Tuesday, 3 February 2009



Downloaded this record from 1994 the other day, and was struck by how antiquated (and removed from now) it sounds, but in a really appealing way.

It's strange. Formally, there's nothing particularly interesting going on here: generic early-nineties US alt-rock (can I use the term 'grunge-inflected', or was the G-word always just a spurious, media-conjured moniker?), the kind of straight-down-the-line, marginally punk, ever-so-slightly messy guitar rock that has influenced just about everyone from Pink to the Pigeon Detectives in the last 15 years.

In most of the listening contexts I can imagine, this is the last thing you'd want to hear, neither powerful and immediate enough to be viscerally affecting, nor sophisticated and layered enough to get cerebral cogs whirling.

Basically, it's kind of shit (look at the cover art for Tony Hart's sake!).

So why do I like it?

I dunno, I suppose there is just something inherently winning about impotency, in a way that the British alternative fraternity has almost totally lost sight of. The sound of this album (one that I remember being fairly prevalent until relatively recently) is one of hopelessness being temporarily transfigured into something triumphant and hopeful, of small-town losers using their lack of any kind of technical/formal proficiency as a kind of beautiful, radical weapon. The whole wonderful point (and this is audible in the un-varnished, un-sparkly arrangements) is that this is never going to amount to anything, never going to make any money, never going to appear on Jo Whiley's Live Lounge or T4 specials presented by Makita Oliver, or be labelled the HOTTEST RECORD IN THE WORLD RIGHT NOW by Zane Lowe.

This isn't music to change the world, but it is music that matters very much to at least some people - simple, enabling, empowering self-expression. And really, what major British indie bands of the moment genuinely matter in this way to anyone?

So I can forgive the shitness, because Superchunk appear to me to be offering something a lot more special: meaning.


Anonymous said...

clearly, you have missed the point.

this record does not proudly display the band's lack of technical prowess. it is rather a maturation of their sound, the beginning of their studio experimentations-which, while never really re-inventing the wheel, puts an intriguing stamp on each subsequent album.

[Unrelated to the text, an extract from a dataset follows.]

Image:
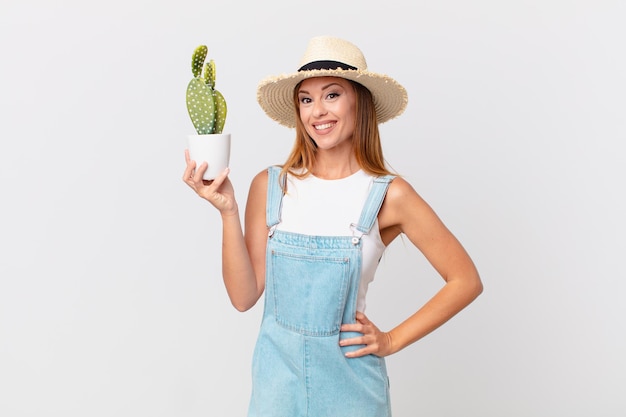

and as far as being hypeworthy, the band did it on their own terms, eschewing mainstream media outlets. they generated/deserve their own hype. they are one of the first bands to come to mind when discussing indie rock(second only to fugazi, who i'm sure you also don't understand).

the album cover art is meant to convey the ramifications of mac and laura's recent breakup. crude, but effective.

Alex Niven said...

Err ... not really quite sure how to respond to this.

The post was supposed to be a massive big-up of Superchunk, or have I not made myself clear?

I don't really disagree with anything you say here, and don't profess to 'understand' the band (or Fugazi for that matter).

The cover art is shit though, no argument there.

Anonymous said...

Superchunk are pretty cool yeah but seriously ...one of the first bands that come to mind when discussing indie rock?

Err, Sonic Youth, Dinosaur Jr, The Pixies, The Smiths, Fugazi, Guided by Voices, Pavement, Built to Spill etc etc all come to mind way before. I mean even Nirvana for christs sake.